The figure is the 2012 annual minimum and maximum height of 700 hPa level. Processed data is 2.5-degree resolution analysis in GRIB publicly available at GISC Tokyo because of small amount, so it was smoothed to some degree. But I think overall tendency is clear and won't be affected.
As a result, really unfortunately, the 700 hPa height has variability broader than 1000 m. It is common in Antarctic coast and sea to experience the height lower than 2200 m or even 2100 m, while the height as high as 3300 m is seen in the mid-latitude. We could do more hi-resolution or long-term statistics but the range will be broader.
So the three digits around the range between 100 to 400 are ambiguous: the group 70319 represents both 2319 m and 3319 m correctly at the same time, and there is no way to tell which is right, without using some knowledge out of the number itself - location-dependent statistics or internal QC using the hydrostatic equation.
In reality the RTH Tokyo uses globally constant threshold tuned for the mid-latitude - it assumes 700 hPa height falls between 2400 m and 3399 m. Above example was actually converted as 3319 m. Oh no.

The way forward

It is not fantastic thing that the BUFR reporting does not currently solving one of the issues to be addressed by the TDCF migration. But I don't mean we can simply extend the deadline of TDCF migration and surviving TACs solves all problem. I'd like to remark two things:
  • TAC/BUFR conversion is not the proper way of the migration. More attention should be paid how can we facilitate the migration toward observing systems that directly produces TDCF. Monitoring of the quality, not only the quantity of reports might be an idea.
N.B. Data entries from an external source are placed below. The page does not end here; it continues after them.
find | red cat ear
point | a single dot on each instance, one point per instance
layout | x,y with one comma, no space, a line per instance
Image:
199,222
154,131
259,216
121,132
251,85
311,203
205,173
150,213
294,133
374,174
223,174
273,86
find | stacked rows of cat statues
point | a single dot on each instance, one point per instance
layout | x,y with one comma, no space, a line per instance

  • The issue in the Antarctic TEMP BUFR was found recently, but had been present for many years, probably from the beginning of Tokyo's BUFR distribution. That suggests that little number of people in the data-processing centers seriously considered the migration until recently.
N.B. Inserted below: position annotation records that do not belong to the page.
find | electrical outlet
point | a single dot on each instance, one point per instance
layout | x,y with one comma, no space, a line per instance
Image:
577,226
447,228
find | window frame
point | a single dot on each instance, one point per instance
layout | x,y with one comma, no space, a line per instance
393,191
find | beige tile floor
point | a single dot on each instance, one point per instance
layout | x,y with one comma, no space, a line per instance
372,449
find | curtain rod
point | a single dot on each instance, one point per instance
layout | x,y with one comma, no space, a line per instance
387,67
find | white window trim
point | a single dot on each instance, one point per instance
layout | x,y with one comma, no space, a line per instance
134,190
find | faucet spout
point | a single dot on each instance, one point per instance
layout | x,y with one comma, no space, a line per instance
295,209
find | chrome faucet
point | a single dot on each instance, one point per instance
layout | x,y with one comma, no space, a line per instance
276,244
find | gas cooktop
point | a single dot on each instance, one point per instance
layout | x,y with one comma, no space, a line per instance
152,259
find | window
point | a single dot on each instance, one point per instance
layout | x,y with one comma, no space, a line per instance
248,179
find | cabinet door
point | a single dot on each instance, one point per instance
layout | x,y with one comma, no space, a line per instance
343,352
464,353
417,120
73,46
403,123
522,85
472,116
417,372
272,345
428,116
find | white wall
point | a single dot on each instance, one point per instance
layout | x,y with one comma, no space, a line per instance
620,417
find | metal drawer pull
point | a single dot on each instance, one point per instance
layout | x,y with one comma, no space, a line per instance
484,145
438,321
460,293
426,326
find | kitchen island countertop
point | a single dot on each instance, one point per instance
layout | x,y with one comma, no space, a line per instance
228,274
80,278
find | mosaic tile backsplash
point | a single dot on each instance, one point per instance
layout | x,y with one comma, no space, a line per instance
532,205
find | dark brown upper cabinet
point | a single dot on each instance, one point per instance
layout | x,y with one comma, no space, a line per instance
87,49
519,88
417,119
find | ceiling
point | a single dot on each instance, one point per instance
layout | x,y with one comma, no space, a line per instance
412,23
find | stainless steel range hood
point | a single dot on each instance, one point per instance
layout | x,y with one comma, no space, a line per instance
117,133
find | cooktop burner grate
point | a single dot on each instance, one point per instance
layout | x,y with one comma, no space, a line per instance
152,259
This October JMA started assimilation of SYNOP BUFR in NWP (for limited number of stations). Many international colleagues congratulated me, thanks about that, but that was always accompanied with questions about data quality. I don't think above-mentioned issue is the only one of TAC/BUFR conversion, and would like to facilitate more feedback from the data users to the telecom community.